The solution from Streamroot can use this kind of APIs like Conviva Precision, or the one from its competitors like Youbora and Cedexis, and the real value it adds is the client-side switching capability to the players, so it's quite complementary to those solutions.
And indeed the devil is in the details, that's why we built this client-side SDK so the customers don't have to implement all the logic themselves on each platform and device. It was easier for us as we already have SDKs and plugins for most players for our P2P hybrid delivery solution.
First, is it VoD or Live?
HLS (and DASH) have a second URL option (base URL in DASH), for the client to determine when to choose that Fallback URL. If playback falls back to the second URL, that fallback experience to the viewer, could have had some buffering, or bitrate downshifts triggering that player decision.
Although stream playback recovers/continues, the user experience could have and likely was impacted. Here a second CDN in the multi-CDN deployment was accessed by the client. There is no intelligence here, in the provider selection. Typically the (perceived) most reliable CDN gets that first spot, and the backup CDN gets the Fallback position (second URL) in the manifest/MPD.

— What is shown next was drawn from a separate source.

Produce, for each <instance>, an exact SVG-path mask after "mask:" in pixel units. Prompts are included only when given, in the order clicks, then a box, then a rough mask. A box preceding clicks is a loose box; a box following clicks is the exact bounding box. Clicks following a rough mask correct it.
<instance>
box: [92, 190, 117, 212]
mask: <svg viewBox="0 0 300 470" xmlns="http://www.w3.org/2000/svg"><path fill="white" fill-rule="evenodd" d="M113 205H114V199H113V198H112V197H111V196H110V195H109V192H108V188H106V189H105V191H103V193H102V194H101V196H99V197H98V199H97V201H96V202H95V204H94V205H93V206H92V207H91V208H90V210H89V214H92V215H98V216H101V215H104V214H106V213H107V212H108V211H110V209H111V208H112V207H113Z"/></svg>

In Live, you have the opportunity to provide intelligent CDN selection on every manifest/MPD refresh. If your multi-CDN selection layer has intelligence, access to performant metrics, in real time, that manifest can now point (directed) to the alternate CDN. This requires a level of manifest management on the session level, so that the m3u8 retains the proper historical CDN selection so as not to break playback for that session (in most if not all cases).
There are client solutions, DNS solutions, and cloud solutions that are neither client (sdks), or DNS based. You get to decide how you want integration to be managed and how much work your team can/can't invest in your solutions ongoing level of effort.
Why is most important to consider is the viewer experience, and how playback can best be delivered to avoid buffering, downshifts, the things that cause a viewer to abandon your content and possibly not come back.
If a CDN is performant, and N+1 users are now beginning to watch a stream on that providers network, capacity could be (often is) an issue. Continuing to send users to that CDN may be a sub-optimal experience. Metrics measuring playback determine that bitrates are dropping, buffering increasing, and serve new requests with an alternate CDN providing a better playback experience.
Video is a tightly controlled series of events. We work with chunks of 10s, 6s, 2s, for large buffers, and fast start times. Continually trying to balance the benefits of both.
With an SDK client based solution, you have engineering effort to keep up with OS/hardware updates, testing new code in SDKs, and then pushing out across several platforms, players, etc. Can be daunting.
With DNS, you have TTLs to manage, while lower is better, faster for that next user, there is no mid-stream switching with intelligence once the client is pulling manifests from a specific provider.
With a cloud based solution, each individual stream/user/device is measured and Can selection performed in real time for Live, and for _each_ request on VoD.
Disclaimer, I work at DLVR, and formerly Cedexis. = ]
This works if you download video faster than real time which is almost always the case. That way you get the best of both worlds.
What do metrics show for UX for that workflow?
(Bonus: What tool for capturing play data?)
The crucial part is CNAME compatibility. Most DNS services I've had experience with can only do failover between IPs.